While the fasters' aim was to remain on hunger strike for the full week, most planned to start eating after two or three days. Roy Chaleff '68, one of the organizers of the fast, estimated that only six to 10 people would fast for the full eight days. Originally, the fasters had discussed drinking orange juice, but this elicited comments from the student body calling the protest a "half-fast." Instead, the students on the fast would wear black arm bands and sustain themselves with a diet of water and vitamin pills.
Sympathy among students for the protestors remained mixed. Many, while agreeing with the cause, disagreed with Chaleff's assertion that a hunger strike would have more of an impact on people than another form of demonstration.
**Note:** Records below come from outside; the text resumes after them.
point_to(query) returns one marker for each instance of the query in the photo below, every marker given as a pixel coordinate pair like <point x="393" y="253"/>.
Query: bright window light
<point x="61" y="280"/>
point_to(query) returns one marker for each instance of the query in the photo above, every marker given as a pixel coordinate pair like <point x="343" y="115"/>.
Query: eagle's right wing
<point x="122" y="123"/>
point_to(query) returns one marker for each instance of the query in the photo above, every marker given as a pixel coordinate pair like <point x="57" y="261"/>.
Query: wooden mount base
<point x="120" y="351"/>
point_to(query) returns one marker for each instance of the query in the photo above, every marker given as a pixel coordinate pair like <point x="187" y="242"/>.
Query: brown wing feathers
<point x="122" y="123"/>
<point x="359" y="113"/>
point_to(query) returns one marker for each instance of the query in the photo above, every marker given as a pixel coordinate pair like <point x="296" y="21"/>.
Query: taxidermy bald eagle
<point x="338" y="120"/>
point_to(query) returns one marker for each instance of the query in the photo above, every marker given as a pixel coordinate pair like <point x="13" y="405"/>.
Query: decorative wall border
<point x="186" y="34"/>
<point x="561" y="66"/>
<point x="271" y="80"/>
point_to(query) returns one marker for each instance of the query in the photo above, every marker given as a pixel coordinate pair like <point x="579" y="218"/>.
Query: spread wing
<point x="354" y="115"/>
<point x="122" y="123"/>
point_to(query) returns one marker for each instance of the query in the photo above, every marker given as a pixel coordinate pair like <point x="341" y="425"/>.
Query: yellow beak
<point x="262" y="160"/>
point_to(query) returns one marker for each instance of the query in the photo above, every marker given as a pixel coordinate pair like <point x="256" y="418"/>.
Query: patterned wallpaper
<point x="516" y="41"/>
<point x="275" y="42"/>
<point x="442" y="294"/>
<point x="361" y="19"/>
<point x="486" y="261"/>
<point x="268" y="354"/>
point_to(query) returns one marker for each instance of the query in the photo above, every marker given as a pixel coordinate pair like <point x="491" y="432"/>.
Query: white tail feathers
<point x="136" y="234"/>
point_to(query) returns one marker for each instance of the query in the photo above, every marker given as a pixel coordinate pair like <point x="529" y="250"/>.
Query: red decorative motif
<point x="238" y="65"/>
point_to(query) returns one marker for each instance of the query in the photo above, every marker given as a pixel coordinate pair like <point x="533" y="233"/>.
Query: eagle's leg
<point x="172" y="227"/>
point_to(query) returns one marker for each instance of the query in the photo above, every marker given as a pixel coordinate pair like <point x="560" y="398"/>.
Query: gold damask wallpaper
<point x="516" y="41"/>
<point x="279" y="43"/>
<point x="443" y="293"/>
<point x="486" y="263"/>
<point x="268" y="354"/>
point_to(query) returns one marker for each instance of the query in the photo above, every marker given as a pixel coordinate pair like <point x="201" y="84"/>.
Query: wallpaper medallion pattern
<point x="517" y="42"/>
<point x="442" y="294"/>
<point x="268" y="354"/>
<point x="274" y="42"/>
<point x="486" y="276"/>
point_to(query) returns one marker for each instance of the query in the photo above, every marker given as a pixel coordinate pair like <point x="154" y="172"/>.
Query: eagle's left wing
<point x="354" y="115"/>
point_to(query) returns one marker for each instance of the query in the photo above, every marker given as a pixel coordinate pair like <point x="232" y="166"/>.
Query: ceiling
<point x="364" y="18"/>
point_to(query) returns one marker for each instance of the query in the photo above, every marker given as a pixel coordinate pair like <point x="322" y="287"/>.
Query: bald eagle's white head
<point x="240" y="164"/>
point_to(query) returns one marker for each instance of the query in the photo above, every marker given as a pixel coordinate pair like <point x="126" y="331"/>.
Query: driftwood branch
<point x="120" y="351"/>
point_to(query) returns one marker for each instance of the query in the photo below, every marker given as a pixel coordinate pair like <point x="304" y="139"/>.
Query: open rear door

Chaleff claimed that fasting would disprove the stereotype of protestors as "effeminate intellectuals." A student identified by The Student simply as "a sophomore cutie" responded, "I don't see anything more masculine about fasting than about picketing."
Faculty sympathies were also conflicted, although supporters of the fast were more vocal in their protests. A statement issued by the faculty summing up objection to the chemical destruction of Vietcong rice paddies by U.S. Air Force napalm bombing said that this action "would seem to violate all the requirements for 'just war' developed by morally concerned men over the centuries. Such destruction cannot discriminate between combatants and women and children."